1. Take the input of a set S of sentences

2. Build the overlap-graph D of S which is a directed graph D(V, A); where

   • V=S,
   • A = {arc(s1, s2) if s2 overlaps s1 and both elements of S}

3. Find the longest (vertex disjoint) path P in D

4. Output P

Breaking down above steps takes us more closer to an actual realization. Following are the main steps in greater detail:

1. Take the input

The input is given as a stream of sentences (titles) separated by line breaks, where

• a sentence is a non-empty sequence of words separated by non-breaking whitespace, and
• a word is a non-empty sequence of non-whitespace characters.

For simplicity we won't care too much about different character sets and encodings and casing, and let the implementation environment decide about the proper meaning of whitespaces and characters.

What we do care about is that the input can possibly containt empty sentences that we ignore and multiple instances of the same sentence which we treat as a single value. Note that a sentence does not contain any of the whitespaces which appeared in the original line of input.

2. Build the overlap-graph

The meaning of "overlapping" is outlined in the original description of the task. A more formal definition would be that the sentence s2 overlaps sentence s1 iff any of the (non-empty) suffixes of s1 (including s1) is the prefix of s2 (including s2), where s1 is not s2.

The overlap-graph D then is made up by enumerating each possible p=(s1, s2) pair of S and putting an arc (s1, s2) into D for each p if s2 overlaps s1.

3. Find longest path

An L-long vertex disjoint path in the directed graph G is a sequence of vertices v[1], v[2], ..., v[L-1], v[L] with the following properties:

• for each 1 <= i <= L, i != j it holds thats v[i] != v[j]
• for each 1 <= i < L it holds that v[i] is the predecessor of v[i+1] in G (ie. there is an arc (v[i], v[i+1]) in G)

The longest vertex disjoint path P from a source vertex v in G is found by the following BFS-like recursive algorithm:

let n = the source of the search, initially n = v
let visited = vertices already visited by the algorithm, initially empty
define function longest_path(G, n, visited) as
   if n is in visited then 
       return empty_list
   for each successor m of n do
       path_candidates[m] = longest_path(G, m, visited ++ n)
   let mpc = one of the longest paths in path_candidates
   return v ++ mpc // the list of nodes on one of the longest paths from n in G

To get the global longest path GLP in D, one of the best results of longest_path(D, n, empty_list) over each n in D must be chosen.

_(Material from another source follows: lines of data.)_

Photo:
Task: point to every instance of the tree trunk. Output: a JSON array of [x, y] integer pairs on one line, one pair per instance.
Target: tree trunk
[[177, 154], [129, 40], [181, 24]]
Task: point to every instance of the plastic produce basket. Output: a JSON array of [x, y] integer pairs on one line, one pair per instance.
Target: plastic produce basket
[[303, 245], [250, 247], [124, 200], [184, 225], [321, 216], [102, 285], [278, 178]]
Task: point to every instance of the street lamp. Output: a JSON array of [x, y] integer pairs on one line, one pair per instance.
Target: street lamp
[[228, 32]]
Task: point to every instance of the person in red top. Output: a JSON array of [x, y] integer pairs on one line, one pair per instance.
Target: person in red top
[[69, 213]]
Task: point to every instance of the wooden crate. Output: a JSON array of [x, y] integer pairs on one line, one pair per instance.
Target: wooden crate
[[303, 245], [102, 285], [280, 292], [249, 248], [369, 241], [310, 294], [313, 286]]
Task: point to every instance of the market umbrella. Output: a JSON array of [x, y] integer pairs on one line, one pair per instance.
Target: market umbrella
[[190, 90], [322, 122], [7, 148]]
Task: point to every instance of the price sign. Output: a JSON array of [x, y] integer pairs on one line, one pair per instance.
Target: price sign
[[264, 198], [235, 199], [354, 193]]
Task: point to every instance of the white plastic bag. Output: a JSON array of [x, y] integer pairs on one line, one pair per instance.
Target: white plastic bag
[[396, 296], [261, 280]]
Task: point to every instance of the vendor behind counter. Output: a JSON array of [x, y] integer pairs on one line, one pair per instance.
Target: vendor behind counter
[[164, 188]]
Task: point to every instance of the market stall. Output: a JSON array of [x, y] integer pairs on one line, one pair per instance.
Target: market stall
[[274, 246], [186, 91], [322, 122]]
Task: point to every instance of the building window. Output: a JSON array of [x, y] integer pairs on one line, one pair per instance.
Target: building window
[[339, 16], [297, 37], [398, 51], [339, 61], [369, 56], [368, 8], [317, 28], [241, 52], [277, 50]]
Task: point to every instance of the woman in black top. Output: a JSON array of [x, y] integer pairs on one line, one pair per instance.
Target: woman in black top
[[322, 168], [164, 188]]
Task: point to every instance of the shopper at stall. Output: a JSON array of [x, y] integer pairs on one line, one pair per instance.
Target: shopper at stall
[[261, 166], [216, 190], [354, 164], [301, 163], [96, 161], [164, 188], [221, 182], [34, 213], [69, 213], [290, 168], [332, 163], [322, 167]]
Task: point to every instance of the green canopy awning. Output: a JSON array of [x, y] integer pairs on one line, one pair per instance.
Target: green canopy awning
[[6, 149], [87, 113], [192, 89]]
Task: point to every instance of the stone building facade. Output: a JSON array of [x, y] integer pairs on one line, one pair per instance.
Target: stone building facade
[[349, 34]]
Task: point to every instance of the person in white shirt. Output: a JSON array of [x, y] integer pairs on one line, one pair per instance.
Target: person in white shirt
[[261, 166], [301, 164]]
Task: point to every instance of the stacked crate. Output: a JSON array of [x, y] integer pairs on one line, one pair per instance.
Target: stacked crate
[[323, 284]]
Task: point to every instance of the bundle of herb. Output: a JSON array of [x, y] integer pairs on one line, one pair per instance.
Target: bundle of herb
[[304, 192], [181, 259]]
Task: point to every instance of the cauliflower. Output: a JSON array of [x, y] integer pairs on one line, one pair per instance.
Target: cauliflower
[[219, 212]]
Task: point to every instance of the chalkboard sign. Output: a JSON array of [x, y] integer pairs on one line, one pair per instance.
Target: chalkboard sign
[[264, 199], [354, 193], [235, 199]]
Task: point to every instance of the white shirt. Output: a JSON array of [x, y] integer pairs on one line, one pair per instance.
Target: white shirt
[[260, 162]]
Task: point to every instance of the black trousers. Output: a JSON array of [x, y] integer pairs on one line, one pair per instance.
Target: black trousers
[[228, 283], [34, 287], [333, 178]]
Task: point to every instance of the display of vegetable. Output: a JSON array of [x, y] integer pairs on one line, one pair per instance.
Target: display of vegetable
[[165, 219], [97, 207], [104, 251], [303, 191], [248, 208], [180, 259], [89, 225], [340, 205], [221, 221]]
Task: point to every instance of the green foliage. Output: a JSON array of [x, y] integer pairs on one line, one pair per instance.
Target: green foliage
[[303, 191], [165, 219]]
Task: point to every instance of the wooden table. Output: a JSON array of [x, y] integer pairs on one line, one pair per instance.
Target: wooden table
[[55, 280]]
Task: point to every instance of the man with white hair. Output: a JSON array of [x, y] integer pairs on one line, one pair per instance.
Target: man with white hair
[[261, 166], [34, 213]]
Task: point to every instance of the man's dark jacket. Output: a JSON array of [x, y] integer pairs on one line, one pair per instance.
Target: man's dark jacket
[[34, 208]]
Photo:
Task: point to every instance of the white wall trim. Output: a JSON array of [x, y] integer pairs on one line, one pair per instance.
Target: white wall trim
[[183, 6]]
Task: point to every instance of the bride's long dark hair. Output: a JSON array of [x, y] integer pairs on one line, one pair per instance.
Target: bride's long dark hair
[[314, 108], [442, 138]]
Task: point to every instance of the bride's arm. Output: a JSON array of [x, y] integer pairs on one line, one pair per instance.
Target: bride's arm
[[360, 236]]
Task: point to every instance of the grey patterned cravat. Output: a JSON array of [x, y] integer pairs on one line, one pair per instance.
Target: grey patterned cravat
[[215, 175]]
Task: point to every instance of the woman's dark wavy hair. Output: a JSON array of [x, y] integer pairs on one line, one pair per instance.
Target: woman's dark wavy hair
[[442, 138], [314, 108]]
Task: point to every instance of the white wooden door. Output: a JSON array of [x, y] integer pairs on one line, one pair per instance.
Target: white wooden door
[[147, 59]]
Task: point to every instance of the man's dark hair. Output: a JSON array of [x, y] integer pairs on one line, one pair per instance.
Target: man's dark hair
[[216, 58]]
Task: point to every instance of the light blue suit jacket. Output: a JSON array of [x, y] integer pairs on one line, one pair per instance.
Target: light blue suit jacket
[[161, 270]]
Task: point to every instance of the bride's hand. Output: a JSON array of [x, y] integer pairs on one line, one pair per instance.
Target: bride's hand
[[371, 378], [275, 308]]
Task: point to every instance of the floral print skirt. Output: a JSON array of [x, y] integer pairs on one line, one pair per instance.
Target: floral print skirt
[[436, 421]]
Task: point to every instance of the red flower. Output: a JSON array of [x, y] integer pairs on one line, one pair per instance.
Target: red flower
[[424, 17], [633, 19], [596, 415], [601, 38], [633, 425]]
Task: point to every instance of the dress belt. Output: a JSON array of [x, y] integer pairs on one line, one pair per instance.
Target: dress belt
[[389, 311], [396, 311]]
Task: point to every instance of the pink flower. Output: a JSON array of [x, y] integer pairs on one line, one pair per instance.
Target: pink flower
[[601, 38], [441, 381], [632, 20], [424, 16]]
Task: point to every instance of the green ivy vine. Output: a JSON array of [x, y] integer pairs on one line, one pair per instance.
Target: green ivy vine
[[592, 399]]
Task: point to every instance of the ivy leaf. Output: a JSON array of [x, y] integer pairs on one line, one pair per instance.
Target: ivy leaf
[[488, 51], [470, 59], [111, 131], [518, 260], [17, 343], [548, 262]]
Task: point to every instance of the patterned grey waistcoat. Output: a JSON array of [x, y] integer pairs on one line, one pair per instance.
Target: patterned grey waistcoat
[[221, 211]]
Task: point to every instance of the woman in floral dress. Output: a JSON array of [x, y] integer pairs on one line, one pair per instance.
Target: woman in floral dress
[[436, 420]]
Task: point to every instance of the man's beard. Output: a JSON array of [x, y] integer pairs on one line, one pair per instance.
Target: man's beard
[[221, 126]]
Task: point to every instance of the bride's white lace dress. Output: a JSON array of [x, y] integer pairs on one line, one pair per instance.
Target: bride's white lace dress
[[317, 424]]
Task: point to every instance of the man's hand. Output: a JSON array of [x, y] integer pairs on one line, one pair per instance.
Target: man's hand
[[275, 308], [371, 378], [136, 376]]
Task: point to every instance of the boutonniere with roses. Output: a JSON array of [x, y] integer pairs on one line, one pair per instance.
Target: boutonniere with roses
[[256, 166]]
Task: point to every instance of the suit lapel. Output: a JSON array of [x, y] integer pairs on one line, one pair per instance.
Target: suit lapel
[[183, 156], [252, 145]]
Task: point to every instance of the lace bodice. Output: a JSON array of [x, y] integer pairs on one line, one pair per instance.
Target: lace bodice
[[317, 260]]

The "one of..." clauses are present because two distinct paths can have the same length.

4. Write output

Print vertices of GLP each vertex on a line.

5. Test

Distinct parts of the algorithm can be tested as separate units: overlap-detection, termination-of-traversal in a cyclic graph, proper graph-building, etc. -- but I'm gonna skip describing those. As far as testing the whole algorithm goes I'm only interested in two things:

• That any results fed back to the input are given back unchanged.
• That I would pick the most naive benchmark implementation and every optimization is subject give the same results as this benchmark.

These are the main concerns regarding the evolution of my implementations. I will present actual implementations in future posts, but I won't talk about testing: publishing of any code will imply a that it has passed above tests.